Pas de règle universelle de huit verres : l’eau totale vient des boissons et des aliments. Les besoins augmentent notamment avec la chaleur, l’effort, la fièvre, la grossesse ou l’allaitement.

Des repères, pas une ordonnance
Les valeurs de référence de l’EFSA concernent l’eau totale, y compris celle contenue dans les aliments. Une personne qui mange beaucoup de fruits, légumes, soupes et yaourts reçoit davantage d’eau par l’alimentation qu’une personne mangeant surtout des produits secs.
Observer la soif et le contexte
La soif est un signal utile, mais elle peut être moins marquée chez certaines personnes âgées ou pendant une activité intense. Prévoir de l’eau à portée de main aide lorsque le travail ou les déplacements font oublier de boire.

La couleur des urines
Des urines jaune pâle peuvent indiquer une hydratation correcte, mais ce repère est influencé par les vitamines, médicaments et aliments. Des urines totalement transparentes en permanence ne constituent pas un objectif.
Quand boire davantage
- forte chaleur ou humidité ;
- activité physique et transpiration ;
- fièvre, diarrhée ou vomissements ;
- grossesse ou allaitement ;
- travail en environnement chaud.
Les boissons comptent-elles ?
L’eau est la base. Le thé et le café participent aussi aux apports, mais la caféine doit être adaptée à la tolérance et au sommeil. Les boissons sucrées apportent de l’eau mais aussi du sucre ; elles ne sont pas le meilleur choix quotidien.
Boire trop peut aussi être dangereux
Des quantités très importantes consommées rapidement peuvent diluer le sodium sanguin. Certaines maladies cardiaques, rénales ou hépatiques imposent au contraire une restriction personnalisée. Suivez alors les consignes médicales plutôt qu’un conseil général.
Routine simple
Un verre au réveil, de l’eau aux repas, une gourde visible et une prise régulière pendant l’activité suffisent souvent. Ajustez à la soif, aux pertes et aux recommandations liées à votre santé.
Préparer une stratégie selon la journée
Une personne en bureau climatisé, un livreur à vélo et un travailleur en cuisine chaude n’ont pas les mêmes pertes.

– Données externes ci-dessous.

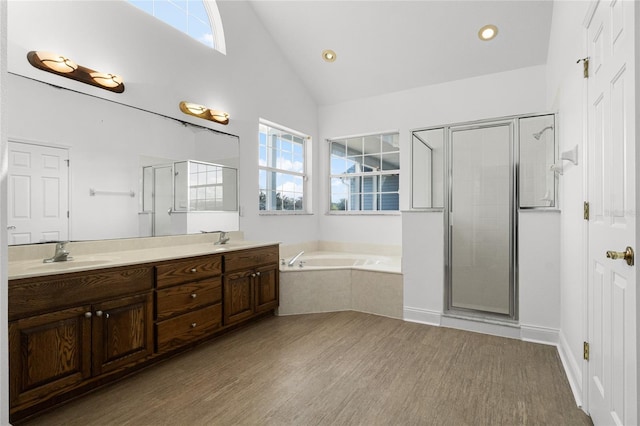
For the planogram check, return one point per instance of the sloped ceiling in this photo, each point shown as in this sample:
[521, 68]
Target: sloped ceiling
[388, 46]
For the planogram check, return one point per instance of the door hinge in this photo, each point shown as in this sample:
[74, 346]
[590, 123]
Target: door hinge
[585, 210]
[585, 351]
[585, 66]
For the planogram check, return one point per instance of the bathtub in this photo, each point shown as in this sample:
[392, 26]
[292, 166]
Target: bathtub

Regardez la durée d’exposition, la transpiration, les pauses disponibles et l’accès aux toilettes. Le bon repère est opérationnel, pas décoratif.
Éviter la compétition du plus grand volume
Boire quatre ou cinq litres « pour éliminer » n’apporte pas automatiquement un bénéfice. Une consommation très rapide peut être dangereuse. Les urines transparentes toute la journée ne constituent pas un trophée d’hydratation.
Situations particulières
Insuffisance cardiaque, maladie rénale, cirrhose, certains traitements et troubles du sodium peuvent imposer des recommandations spécifiques. Dans ces situations, le conseil personnalisé prévaut sur les objectifs diffusés sur les réseaux sociaux.
La soif, la couleur des urines et l’évolution du poids sont des indices à interpréter avec le contexte, jamais isolément.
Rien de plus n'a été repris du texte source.